What I’m really looking for is freedom to operate the mesh network I want and to provide the internet connectivity I choose. But I’m limited in the size of the mesh I can deploy, the meshes I can connect to, and the number of gateways per mesh.

Three examples:

  • While I develop an app for a boron I can’t use it in mesh-only mode, connected to the internet using an argon which provides free connectivity. Instead I have to use cellular (which not only costs but is also lousy inside my home). This use-case is not supported (but may be sometime soon?)
  • My first app is a mobile device using a Boron and I’d like it to be connected via cellular while on the road but locally via mesh when at home so I have much faster and free connectivity for downloading data collected while in the road. (I.e. like what your cell phone does). This use-case does not really seem to be on the roadmap and if it is implemented will require HA gateways, which looks like it will be price-prohibitive for hobbyists.
  • To deploy sensors in my house and around my property I do not see how a single argon for connectivity will do the trick. I don’t like the single point of failure and given my experience with other RF technologies that run at much higher power than BLE I don’t see a single GW reaching far enough (yes, I know about mesh hops, but there’s a point where that becomes a nightmare too).
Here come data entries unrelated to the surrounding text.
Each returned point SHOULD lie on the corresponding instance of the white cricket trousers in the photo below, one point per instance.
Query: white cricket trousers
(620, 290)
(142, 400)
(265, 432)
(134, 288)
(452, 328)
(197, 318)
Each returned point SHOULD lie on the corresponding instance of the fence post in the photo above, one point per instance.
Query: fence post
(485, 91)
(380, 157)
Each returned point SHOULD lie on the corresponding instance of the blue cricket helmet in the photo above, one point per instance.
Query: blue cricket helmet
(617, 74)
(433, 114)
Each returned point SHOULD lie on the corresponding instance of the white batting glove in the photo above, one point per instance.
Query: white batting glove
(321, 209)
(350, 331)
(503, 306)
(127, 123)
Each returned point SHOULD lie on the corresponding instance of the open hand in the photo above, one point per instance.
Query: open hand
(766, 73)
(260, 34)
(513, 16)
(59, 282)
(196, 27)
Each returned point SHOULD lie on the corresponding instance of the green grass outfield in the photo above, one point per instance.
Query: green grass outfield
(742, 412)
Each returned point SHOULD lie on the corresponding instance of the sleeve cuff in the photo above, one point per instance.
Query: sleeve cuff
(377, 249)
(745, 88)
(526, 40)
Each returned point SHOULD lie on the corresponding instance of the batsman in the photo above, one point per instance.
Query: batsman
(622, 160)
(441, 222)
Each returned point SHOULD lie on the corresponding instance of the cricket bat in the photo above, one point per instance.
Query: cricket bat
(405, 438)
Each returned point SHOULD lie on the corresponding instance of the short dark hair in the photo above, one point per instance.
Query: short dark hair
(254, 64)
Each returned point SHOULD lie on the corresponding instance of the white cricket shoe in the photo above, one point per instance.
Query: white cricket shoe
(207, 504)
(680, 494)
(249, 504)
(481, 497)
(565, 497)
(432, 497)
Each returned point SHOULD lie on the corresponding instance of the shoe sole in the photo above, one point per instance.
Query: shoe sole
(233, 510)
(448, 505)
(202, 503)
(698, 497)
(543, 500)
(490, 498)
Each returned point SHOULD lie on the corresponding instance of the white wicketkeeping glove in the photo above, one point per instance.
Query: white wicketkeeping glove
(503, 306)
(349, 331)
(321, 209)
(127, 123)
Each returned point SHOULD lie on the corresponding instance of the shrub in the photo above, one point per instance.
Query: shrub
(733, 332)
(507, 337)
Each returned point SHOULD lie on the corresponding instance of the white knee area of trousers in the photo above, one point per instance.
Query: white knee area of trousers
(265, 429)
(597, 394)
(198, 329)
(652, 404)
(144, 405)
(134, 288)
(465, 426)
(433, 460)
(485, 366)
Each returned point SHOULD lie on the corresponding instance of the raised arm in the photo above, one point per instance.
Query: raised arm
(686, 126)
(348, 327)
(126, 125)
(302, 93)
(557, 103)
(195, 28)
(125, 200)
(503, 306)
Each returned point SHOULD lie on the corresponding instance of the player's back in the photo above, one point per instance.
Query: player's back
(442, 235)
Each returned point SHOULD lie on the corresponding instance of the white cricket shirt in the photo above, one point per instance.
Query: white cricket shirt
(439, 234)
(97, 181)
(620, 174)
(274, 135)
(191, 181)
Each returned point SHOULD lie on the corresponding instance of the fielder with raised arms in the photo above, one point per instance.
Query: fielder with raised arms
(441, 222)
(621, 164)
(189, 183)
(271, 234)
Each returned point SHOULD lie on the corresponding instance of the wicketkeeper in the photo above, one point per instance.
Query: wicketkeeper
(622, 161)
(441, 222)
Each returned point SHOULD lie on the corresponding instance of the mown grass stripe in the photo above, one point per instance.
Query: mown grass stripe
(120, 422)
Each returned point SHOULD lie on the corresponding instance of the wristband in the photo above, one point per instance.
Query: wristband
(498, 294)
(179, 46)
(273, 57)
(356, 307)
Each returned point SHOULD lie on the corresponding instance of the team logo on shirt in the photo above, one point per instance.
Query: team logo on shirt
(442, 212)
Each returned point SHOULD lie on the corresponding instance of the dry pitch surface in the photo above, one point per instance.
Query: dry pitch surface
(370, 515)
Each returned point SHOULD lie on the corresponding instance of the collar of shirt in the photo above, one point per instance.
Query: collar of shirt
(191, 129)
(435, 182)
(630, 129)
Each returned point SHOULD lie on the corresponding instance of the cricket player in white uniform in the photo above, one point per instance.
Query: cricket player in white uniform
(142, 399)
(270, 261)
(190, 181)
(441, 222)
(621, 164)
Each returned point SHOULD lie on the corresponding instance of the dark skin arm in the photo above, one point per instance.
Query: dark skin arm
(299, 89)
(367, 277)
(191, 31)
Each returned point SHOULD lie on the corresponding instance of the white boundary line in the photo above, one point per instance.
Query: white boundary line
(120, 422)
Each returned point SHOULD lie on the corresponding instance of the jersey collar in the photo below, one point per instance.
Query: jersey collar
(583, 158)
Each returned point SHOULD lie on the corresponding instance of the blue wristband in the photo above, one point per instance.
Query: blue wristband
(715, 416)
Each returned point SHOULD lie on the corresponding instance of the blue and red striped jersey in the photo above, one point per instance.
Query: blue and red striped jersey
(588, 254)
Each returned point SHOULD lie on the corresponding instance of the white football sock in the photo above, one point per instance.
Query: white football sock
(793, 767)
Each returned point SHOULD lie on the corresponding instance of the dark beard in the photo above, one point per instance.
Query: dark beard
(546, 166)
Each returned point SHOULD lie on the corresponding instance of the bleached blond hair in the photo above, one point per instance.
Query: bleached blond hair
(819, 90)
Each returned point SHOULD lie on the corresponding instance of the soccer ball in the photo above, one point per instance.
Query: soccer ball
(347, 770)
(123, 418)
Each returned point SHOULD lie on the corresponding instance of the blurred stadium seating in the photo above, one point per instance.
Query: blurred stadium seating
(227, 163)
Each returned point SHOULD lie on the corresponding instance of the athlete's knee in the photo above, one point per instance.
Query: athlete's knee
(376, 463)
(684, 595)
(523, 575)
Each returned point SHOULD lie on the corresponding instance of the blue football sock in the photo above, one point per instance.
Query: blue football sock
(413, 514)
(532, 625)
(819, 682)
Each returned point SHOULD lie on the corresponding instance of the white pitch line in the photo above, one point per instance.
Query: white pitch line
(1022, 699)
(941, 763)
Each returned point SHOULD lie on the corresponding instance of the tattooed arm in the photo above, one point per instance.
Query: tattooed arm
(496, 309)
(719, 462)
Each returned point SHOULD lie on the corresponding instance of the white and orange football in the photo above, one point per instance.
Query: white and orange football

Overall I care little about the particle cloud functionality. I develop locally because it’s faster. I don’t need my data to go from home to a cloud server and back to home. I have a cloud server through which I can push data if I really need to. The management and diagnostic functionality is “nice to have” but it’s not something I would pay for.

It would be awesome if Particle were to decouple the pieces of the puzzle (e.g. the way AWS generally prices all their services separately). Specifically, make all the following pieces separate, with their own per-use pricing if they’re not free:

  • HW devices
  • internet connectivity, in particular cellular
  • message/event processing in the cloud
  • node management/diagnostic in the cloud
  • cloud-based application storage and compilation

As it stands I’m either driven to alternate hardware or to hacking device-os so I can use it without the particle cloud.